Dans le domaine de l’énergie et des émissions de CO2, la solution qu’on nous propose généralement pour la France repose sur deux piliers : la croissance et les énergies décarbonées. La croissance serait naturellement porteuse d’amélioration des conditions de vie des plus pauvres, sans pour autant gonfler significativement les émissions des plus riches. On savait en effet, grâce aux études de l’ADEME, que les 20 % les plus riches ne consacraient « que » 6 % de leur revenu à leurs dépenses directes d’énergie (le chauffage, l’électricité domestique, le carburant automobile) contre 15 % pour les 20 % les plus pauvres. Et qu’ils avaient, finalement, une consommation d’énergie « seulement » 20 % supérieure et des émissions de CO2 25 % supérieures à celles des plus modestes. C’est-à-dire qu’on devait donc s’en sortir sans trop de mal avec un effort général d’économie d’énergie, à peine plus important pour les classes les plus riches, et une mobilisation nationale des énergies décarbonées, nucléaire en tête !

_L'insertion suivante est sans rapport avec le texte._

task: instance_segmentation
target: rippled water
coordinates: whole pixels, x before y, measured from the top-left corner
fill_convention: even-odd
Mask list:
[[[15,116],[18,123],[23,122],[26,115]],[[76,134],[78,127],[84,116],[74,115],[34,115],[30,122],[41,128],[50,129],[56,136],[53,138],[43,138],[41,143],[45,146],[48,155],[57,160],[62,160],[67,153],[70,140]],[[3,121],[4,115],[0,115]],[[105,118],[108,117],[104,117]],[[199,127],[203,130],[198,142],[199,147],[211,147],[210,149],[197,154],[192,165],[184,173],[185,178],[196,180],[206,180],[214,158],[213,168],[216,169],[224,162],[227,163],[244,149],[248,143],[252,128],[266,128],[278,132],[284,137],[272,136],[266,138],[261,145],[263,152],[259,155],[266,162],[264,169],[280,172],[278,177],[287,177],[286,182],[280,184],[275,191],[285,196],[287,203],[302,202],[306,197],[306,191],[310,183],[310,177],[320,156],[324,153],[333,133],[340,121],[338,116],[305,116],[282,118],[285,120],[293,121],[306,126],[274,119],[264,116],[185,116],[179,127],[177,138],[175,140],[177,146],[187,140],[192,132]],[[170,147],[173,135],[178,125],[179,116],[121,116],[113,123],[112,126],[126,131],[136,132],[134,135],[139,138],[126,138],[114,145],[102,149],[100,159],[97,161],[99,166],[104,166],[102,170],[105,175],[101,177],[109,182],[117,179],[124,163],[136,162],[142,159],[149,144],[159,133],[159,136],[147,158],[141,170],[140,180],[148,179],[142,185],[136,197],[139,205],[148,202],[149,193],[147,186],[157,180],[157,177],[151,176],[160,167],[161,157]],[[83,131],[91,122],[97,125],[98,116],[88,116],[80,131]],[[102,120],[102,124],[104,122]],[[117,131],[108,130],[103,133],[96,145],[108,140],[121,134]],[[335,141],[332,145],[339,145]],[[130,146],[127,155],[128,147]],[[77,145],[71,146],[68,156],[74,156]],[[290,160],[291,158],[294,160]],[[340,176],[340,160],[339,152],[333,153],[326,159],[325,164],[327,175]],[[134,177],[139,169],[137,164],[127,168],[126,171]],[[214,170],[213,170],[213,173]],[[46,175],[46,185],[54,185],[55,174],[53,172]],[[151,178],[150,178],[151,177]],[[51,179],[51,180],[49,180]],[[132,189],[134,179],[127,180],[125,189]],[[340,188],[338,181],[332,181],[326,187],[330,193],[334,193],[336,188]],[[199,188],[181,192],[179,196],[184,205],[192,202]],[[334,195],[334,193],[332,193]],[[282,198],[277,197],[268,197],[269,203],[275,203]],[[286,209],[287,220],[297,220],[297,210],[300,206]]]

Un rapport récent vient brutalement remettre en doute ces certitudes réconfortantes. L’Insee a eu en effet la curiosité de mesurer les émissions de CO2 contenues dans les produits et les biens qu’importe la France, sans oublier bien entendu d’en soustraire celles contenues dans ses exportations. Les résultats de cette étude sont éclairants.
Quand on tient compte de l’énergie « grise » que contiennent les biens et les produits que nous achetons, nos émissions (et donc nos consommations d’énergie) sont près de 35 % supérieures à ce qu’indique le bilan national… On découvre aussi que la répartition de ces émissions en fonction des revenus des ménages est beaucoup plus contrastée que pour nos dépenses « directes » d’énergie : celles des 20 % de ménages les plus favorisés sont 2,7 fois plus importantes (et non pas 1,25 fois) que celles des 20 % les plus défavorisés. Les émissions de CO2 d’un ménage en France, à une époque déterminée, restent donc presque proportionnelles à sa richesse car la part d’énergie indirecte contenue dans les biens et les produits de consommation, souvent importés, augmente très vite en fonction des revenus.
Il faut donc à l’évidence provoquer un effort de réduction beaucoup plus considérable que supposé de la part des couches les plus aisées de la population. Et nous n’y parviendrons pas si les incitations à l’effort demandé ne sont pas modulées en fonction des niveaux réels d’émission de chacun (et finalement de son revenu). Il faut donc, pour des raisons d’équité mais aussi d’efficacité, mettre en place des incitations fortement progressives à l’économie d’énergie ou d’émissions. Quelque chose d’analogue dans son principe à l’impôt sur le revenu, avec une exonération de taxe jusqu’à un seuil d’émission donné, puis une taxe progressive avec le niveau d’émission.
Bien entendu, la mise en place d’un tel système se heurte à de nombreuses difficultés pratiques puisqu’il n’est pas facile d’associer un contenu CO2 à chacun des biens que se procure et utilise un ménage. Il existe pourtant déjà une mesure fiscale – le malus automobile – qui respecte cet esprit de progressivité et semble bien acceptée aujourd’hui. Savez-vous en effet qu’une automobile roulant 15 000 km/an pendant dix ans paiera, à travers son malus initial, une taxe CO2 implicite de 63 euros/tonne si elle émet 250g/km (comme un 4x4 par exemple) et de seulement 8,50 euros/tonne si elle n’en émet que 150 (comme une 308 ou une C4 essence) ?
On a bien là l’exemple d’une taxe très rapidement progressive qui prend en compte à la fois les émissions à la construction du véhicule et celles de son usage, dont on pourrait s’inspirer dans de nombreux autres cas. Mais, surtout, l’étude de l’Insee montre que le modèle de consommation des classes aisées n’est tout simplement pas accessible à tous parce que beaucoup trop dispendieux en énergie et en émissions cachées. C’est donc bien le mode de vie et de consommation des classes aisées des pays occidentaux qui est en cause, et qu’il est urgent de faire évoluer vers plus de sobriété.